At the time of Autumn equinox the Earth is tilted half way between those two extremes and night and day are equal length, and from thereon nights get longer. Perfect balance.

For the astronomically or astrology-minded, the morning of the autumnal equinox is when the sun, from our viewpoint and against the backdrop of the stars and constellations, moves into Virgo.

Time flies. Would you believe the Autumn Equinox (for those of us in the northern hemisphere) is fast approaching. Infact, it is this Sunday, 23 September 2018.

‘Oh, Sunlight! The most precious gold to be found on Earth.’ Roman Payne

But there’s more.

The observance of the Sun is not only confined to the physical sciences, but to the realm of the nature and the Spirit. For many it is much more than a mass of hydrogen and helium. It gives life to the planet. Not too close to burn, not to far away to freeze, the Earth is within that ‘Goldilock’s zone, and that is surely no mere co-incidence. There is a deeper, spiritual dimension that many in our fast-paced society ‘forget’. But, not you.

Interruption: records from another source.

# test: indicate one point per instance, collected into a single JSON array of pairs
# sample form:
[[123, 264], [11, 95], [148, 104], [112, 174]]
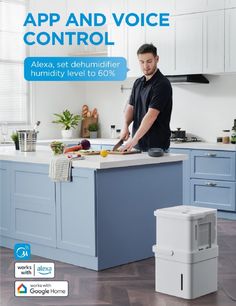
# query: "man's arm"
[[145, 125], [128, 118]]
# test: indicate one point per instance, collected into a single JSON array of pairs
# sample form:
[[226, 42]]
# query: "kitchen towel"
[[60, 168]]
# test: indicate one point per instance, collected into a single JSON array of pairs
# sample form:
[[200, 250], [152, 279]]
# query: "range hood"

‘The sun does not follow its appointed course without having been so ordained.’ Statius

For ancient and latter-day Celts and Druids, particularly of Welsh extraction, but not only, the Autumn Equinox is known as Alban Elfed – the Light of the Water. Very apt as the dominant compass point for Autumn Equinox is west, and west, as a cardinal point for Druids and others is represented by one of the physical elements: water.

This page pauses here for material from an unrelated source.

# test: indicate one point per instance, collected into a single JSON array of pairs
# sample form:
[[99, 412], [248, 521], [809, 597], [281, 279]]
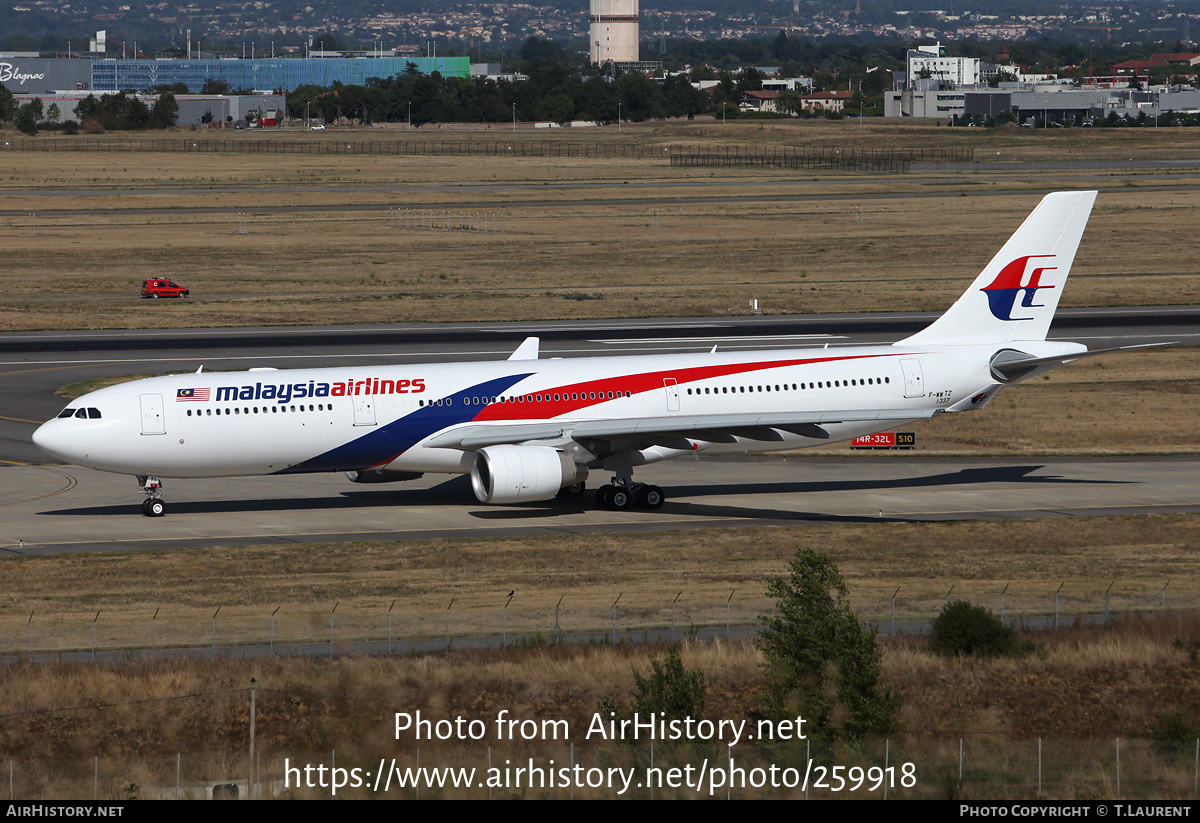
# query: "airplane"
[[528, 428]]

Others dear to me may know this time as (just) the autumn equinox, the Second harvest, or Mabon. But, around the world and by different (faith-)groups it is known by different names and is celebrated in different ways. But each, in their own way, pause and turn to contemplate the Sun and celebrate.

If you’re not going to a ceremony this weekend, the following might be useful to know, and some of these events might be adapted and used by you for your own Autumn equinox celebration.

‘The rich sunset makes the most sterile landscape enchanting.’ Eliza Cook

Japan marks the equinoxes – both of them – with a period called Ohigan, and the Japanese Buddhist belief is that the land of the afterlife is due west, and during the equinoxes, the sun sets directly west. The equinoxes are symbolic of the transitions of life. And so, this week for them it is a time to visit the graves of one’s ancestors, to spruce up the grave sites, and to leave flowers on them. It is also a time of meditation and a time to visit (living) relatives.

Some Wiccan rituals for Mabon include building an altar with harvest fruits and vegetables, meditating on balance, gathering and feasting on apples, offering apples to That Which Is Bigger Than Us, sharing that food, and counting one’s blessings.

China and Vietnam celebrate the Moon Festival, or Mid-Autumn Festival, which is on the full moon nearest to this equinox. It is celebrated with the many festival activities, plus gazing at the moon and eating moon cakes. On the theme of food, in the southern parts of the USA, those who celebrate Chinese and Vietnamese customs would eat Moon Pies instead of moon cakes.

 ‘But for you who revere my name, the sun of righteousness will rise with healing in its wings…’ Malachi 4:2a

The Christian church replaced many early pagan equinox celebrations with Christianized observances, such as Michaelmas, which falls at the end of September. Traditionally, at such times in the British Isles, a well fattened goose, fed on the stubble from the fields after the harvest, was eaten to protect against financial need in the family for the next year; and as the saying goes: ‘Eat a goose on Michaelmas Day, want not for money all the year’.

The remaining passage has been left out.